The secret stash of "white gold" product Aptamil was found by a Seven News crew, tucked away in a Gold Coast industrial estate to fulfil orders from the booming Chinese market for formula.
"There are lots of companies that want to ship their parcels overseas, we just leave the formula here and it's going there," the factory manager told cameras.
It's believed there are a number of warehouses like it elsewhere across Australia.
Parents have been up in arms about the burgeoning grey market practice, which while legal, has seen "diagou" professional shoppers emptying Coles and Woolworths of stock.
A furious Brisbane mum last month photographed groups of up to eight people raiding the baby formula at her local supermarket.
Jessica Hook, 27, said the situation was "out of control" said she spent "a couple of hours" every week travelling to different supermarkets early in the morning to find Aptamil Gold, the brand of formula she needs for her eight-month-old daughter. She said she hadn't realised at first that babies are not supposed to switch brands.
"A lot of Woolies and Coles now will put a tin of each type in the locked-up cupboard where they sell cigarettes, to sell to desperate mums," she said.
Brands including a2, Bellamy's and Karicare Aptamil are highly sought after by daigou, some of whom make up to $100,000 a year from shipping supermarket products to China.
Coles and Woolworths have a four-tin limit, but there is nothing to stop shoppers returning again and again.
Chinese shoppers are willing to pay big bucks for the normally cheap Aussie products, which are marked up by as much as 1000%.
In June, Woolworths inked a deal to ship its home brand products to China, to feed the insatiable appetite of the nation's growing middle class.
The supermarket giant set up an online store at Kaola.com, one of China's largest e-commerce platforms, selling its products direct to Chinese consumers.
The prices are understood reflect both the cost of exporting to China, and the high demand for Australian products.

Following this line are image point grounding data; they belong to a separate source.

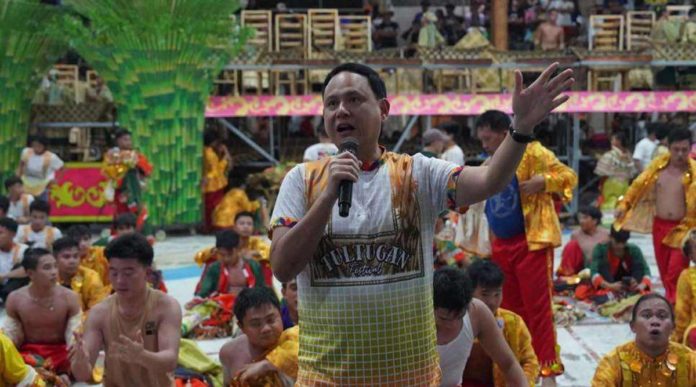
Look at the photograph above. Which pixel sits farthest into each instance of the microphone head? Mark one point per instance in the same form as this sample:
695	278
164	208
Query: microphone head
350	144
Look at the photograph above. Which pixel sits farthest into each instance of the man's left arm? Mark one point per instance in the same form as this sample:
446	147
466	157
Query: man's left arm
530	106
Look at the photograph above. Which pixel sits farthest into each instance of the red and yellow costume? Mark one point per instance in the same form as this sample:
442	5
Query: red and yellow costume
234	202
215	171
685	309
527	259
626	365
88	287
638	207
96	260
284	357
520	341
127	170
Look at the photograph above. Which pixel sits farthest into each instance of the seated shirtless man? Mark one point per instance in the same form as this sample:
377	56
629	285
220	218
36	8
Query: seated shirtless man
137	327
42	316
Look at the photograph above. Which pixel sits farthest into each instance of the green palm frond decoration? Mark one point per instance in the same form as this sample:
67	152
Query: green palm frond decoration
159	58
27	50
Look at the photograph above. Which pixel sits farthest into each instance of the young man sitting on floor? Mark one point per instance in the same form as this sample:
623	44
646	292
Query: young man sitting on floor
42	316
487	280
264	354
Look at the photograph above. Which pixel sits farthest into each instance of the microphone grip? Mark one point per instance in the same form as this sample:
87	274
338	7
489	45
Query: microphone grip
345	197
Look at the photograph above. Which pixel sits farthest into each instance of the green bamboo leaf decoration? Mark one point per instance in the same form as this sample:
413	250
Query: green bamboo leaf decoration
159	58
27	51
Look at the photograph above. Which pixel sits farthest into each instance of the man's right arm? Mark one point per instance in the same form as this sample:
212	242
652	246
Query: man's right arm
293	247
85	349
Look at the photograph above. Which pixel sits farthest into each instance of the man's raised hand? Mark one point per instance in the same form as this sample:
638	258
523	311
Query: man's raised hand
533	104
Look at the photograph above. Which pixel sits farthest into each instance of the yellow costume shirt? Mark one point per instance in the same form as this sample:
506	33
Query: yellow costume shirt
540	219
13	370
234	202
214	170
685	309
520	341
638	204
626	365
89	288
95	260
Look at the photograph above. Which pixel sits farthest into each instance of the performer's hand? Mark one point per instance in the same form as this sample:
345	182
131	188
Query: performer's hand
128	350
254	371
534	185
533	104
344	166
77	351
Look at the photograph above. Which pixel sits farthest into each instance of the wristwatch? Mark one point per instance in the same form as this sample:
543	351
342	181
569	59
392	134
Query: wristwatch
520	137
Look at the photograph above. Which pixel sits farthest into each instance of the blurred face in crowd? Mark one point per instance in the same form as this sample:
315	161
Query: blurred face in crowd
352	110
38	220
653	324
125	142
680	152
490	139
38	147
68	261
491	296
263	326
244	226
587	223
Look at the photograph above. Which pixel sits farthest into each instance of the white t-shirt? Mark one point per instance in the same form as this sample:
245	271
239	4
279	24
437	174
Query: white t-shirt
26	235
454	154
10	258
20	207
454	355
320	150
366	295
644	150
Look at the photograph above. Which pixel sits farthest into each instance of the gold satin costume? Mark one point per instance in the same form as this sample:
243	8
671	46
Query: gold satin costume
538	209
627	366
639	207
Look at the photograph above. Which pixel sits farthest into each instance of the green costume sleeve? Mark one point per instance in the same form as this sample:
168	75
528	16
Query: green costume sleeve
210	281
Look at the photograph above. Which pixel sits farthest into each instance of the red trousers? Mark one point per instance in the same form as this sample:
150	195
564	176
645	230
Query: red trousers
670	261
210	201
572	259
527	291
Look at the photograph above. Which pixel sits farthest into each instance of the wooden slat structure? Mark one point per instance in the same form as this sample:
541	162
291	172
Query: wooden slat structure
639	25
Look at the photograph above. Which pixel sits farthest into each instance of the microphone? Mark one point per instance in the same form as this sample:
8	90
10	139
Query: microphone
345	188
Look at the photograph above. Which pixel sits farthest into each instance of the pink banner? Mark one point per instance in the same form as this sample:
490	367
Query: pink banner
458	104
78	195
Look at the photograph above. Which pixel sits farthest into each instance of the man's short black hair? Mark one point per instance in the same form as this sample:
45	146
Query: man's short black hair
647	297
78	232
243	214
10	224
121	132
678	134
495	119
32	256
373	79
12	180
64	243
4	204
620	236
40	205
127	219
226	239
592	212
486	274
451	289
130	246
253	298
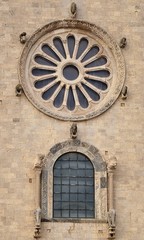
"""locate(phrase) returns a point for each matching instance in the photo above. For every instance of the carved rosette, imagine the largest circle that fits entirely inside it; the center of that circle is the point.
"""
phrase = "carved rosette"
(72, 70)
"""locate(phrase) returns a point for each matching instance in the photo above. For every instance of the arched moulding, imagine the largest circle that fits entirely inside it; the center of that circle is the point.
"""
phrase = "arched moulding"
(72, 70)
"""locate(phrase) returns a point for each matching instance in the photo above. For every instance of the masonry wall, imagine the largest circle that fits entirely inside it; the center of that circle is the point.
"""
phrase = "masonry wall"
(26, 132)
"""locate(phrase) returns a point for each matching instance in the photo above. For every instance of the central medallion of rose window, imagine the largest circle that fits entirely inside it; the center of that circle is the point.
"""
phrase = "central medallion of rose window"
(69, 72)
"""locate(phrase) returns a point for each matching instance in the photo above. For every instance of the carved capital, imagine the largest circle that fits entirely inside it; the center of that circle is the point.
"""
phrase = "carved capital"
(111, 164)
(38, 164)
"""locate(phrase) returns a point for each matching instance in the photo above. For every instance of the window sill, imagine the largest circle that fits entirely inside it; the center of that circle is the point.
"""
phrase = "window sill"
(76, 220)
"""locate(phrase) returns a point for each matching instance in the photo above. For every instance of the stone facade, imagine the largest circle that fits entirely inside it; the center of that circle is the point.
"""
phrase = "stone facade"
(26, 132)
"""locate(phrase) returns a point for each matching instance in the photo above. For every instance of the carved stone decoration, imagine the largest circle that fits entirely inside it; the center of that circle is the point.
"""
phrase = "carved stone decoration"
(98, 70)
(37, 169)
(73, 9)
(124, 93)
(111, 166)
(23, 38)
(18, 90)
(123, 42)
(73, 131)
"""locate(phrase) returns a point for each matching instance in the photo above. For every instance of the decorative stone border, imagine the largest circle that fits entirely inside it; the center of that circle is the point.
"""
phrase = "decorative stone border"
(118, 68)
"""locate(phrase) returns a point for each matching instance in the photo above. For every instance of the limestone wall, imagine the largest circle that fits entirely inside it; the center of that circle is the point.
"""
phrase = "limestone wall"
(26, 132)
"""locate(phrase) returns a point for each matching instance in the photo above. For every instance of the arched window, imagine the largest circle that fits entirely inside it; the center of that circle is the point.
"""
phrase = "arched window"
(73, 187)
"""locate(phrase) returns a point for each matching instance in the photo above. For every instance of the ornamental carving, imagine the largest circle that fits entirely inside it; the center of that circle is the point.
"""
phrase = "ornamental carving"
(71, 70)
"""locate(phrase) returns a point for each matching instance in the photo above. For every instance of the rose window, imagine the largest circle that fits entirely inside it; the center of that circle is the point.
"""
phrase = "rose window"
(69, 72)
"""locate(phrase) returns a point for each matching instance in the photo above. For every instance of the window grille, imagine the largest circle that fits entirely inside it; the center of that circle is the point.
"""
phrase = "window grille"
(73, 187)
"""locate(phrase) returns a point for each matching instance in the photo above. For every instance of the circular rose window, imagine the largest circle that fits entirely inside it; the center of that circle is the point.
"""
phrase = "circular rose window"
(72, 70)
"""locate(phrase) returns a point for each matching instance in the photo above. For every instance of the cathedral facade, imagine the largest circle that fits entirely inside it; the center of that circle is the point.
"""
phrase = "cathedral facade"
(71, 120)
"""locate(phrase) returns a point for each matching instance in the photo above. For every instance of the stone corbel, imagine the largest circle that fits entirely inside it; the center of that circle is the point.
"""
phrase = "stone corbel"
(111, 166)
(37, 169)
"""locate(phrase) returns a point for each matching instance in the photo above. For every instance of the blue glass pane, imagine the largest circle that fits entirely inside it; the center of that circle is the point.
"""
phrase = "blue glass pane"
(100, 85)
(82, 99)
(48, 93)
(98, 62)
(43, 61)
(71, 44)
(59, 98)
(94, 96)
(59, 45)
(41, 72)
(82, 46)
(70, 101)
(91, 53)
(46, 49)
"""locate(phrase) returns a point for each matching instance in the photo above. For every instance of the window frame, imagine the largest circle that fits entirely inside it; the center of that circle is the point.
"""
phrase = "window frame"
(79, 158)
(100, 179)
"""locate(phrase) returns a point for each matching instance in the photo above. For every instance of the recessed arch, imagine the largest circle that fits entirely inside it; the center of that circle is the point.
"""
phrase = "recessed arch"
(100, 176)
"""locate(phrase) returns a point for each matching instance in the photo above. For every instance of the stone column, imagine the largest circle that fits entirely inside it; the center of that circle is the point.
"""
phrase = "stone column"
(37, 169)
(111, 211)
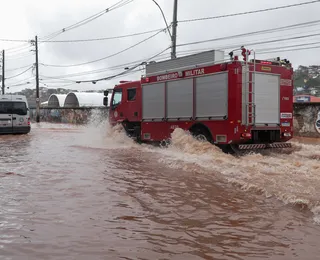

Milk powders are being sold at similarly inflated prices on other eCommerce platforms.
"Chinese customers are willing to pay a lot in order to get high quality products," Kaola's chief executive Zhang Lei said. "They don't mind paying a high price for quality."
Just as Australia's reputation for "clean and green" dairy products sparked the "white gold" baby formula boom, middle-class Chinese consumers are now snapping up our cereals, pantry goods, skincare products and even washing up liquids, at a premium.